Nothing compares to God and the very stars and planets in the sky testify to him:
- To whom then will you compare me,
- that I should be like him? says the Holy One.
- Lift up your eyes on high and see:
- who created these?
- He who brings out their host by number,
- calling them all by name;
- by the greatness of his might
- and because he is strong in power,
- not one is missing.
Isaiah then appeals to Israel who continued to rebel against him:
- Why do you say, O Jacob,
- and speak, O Israel,
- “My way is hidden from the Lord,
- and my right is disregarded by my God”?
- Have you not known?
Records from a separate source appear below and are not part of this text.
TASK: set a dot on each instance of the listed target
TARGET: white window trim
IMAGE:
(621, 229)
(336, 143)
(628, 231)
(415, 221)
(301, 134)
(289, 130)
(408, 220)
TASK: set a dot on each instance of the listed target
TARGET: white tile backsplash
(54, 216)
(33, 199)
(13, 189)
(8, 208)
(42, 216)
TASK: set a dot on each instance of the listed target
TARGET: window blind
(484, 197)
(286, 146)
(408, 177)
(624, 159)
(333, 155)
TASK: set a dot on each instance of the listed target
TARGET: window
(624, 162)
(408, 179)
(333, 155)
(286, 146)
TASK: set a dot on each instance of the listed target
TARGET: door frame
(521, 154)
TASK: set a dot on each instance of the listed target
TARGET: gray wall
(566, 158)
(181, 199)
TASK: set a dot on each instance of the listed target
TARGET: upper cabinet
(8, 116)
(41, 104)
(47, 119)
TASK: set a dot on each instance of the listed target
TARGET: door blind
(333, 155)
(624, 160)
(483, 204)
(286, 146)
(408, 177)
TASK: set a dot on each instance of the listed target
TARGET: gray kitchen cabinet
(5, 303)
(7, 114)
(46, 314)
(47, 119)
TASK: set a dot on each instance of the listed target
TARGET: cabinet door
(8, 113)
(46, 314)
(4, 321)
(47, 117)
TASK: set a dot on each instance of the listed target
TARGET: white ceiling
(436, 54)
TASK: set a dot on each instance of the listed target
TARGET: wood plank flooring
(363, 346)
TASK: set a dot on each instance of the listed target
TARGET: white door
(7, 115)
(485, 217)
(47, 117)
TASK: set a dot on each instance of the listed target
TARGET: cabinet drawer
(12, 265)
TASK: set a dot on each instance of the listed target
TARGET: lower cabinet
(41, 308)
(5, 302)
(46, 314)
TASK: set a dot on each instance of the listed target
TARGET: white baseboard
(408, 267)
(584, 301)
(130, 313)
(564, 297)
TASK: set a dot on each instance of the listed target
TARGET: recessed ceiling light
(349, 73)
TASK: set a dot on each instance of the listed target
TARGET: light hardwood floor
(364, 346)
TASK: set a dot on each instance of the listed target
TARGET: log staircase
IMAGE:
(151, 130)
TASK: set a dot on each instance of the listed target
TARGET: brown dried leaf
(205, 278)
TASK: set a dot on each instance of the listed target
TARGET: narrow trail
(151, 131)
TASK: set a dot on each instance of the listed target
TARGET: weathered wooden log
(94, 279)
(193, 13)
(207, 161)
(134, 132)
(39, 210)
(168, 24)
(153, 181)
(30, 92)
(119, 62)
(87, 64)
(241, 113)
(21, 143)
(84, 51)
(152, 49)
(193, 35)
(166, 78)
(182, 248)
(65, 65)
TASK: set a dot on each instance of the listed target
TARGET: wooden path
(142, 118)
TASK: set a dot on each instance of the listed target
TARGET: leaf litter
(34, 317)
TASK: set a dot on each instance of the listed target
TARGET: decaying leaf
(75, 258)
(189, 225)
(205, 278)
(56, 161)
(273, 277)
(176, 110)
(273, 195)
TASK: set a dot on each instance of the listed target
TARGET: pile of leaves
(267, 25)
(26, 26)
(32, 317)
Have you not heard?
- The Lord is the everlasting God,
- the Creator of the ends of the earth.
- He does not faint or grow weary;
- his understanding is unsearchable.
This majestic and powerful God, then promises us great things if we wait on him and trust him:
- He gives power to the faint,
- and to him who has no might he increases strength.
- Even youths shall faint and be weary,
- and young men shall fall exhausted;
- but they who wait for the Lord shall renew their strength;
- they shall mount up with wings like eagles;
- they shall run and not be weary;
- they shall walk and not faint.
So if you just periodically suffer from fatigue or you have been diagnosed with chronic fatigue, you can receive strength from the Lord by waiting and trusting in him! Let’s trust him and claim this promise!
Father, I am so humbled that despite me being a vapor in the wind, you love me and promise to renew my strength, help me run and not grow weary, walk and not faint, and even be mounted with wings like eagles. I claim these promises as I wait and trust in you. In the name of Jesus. Amen.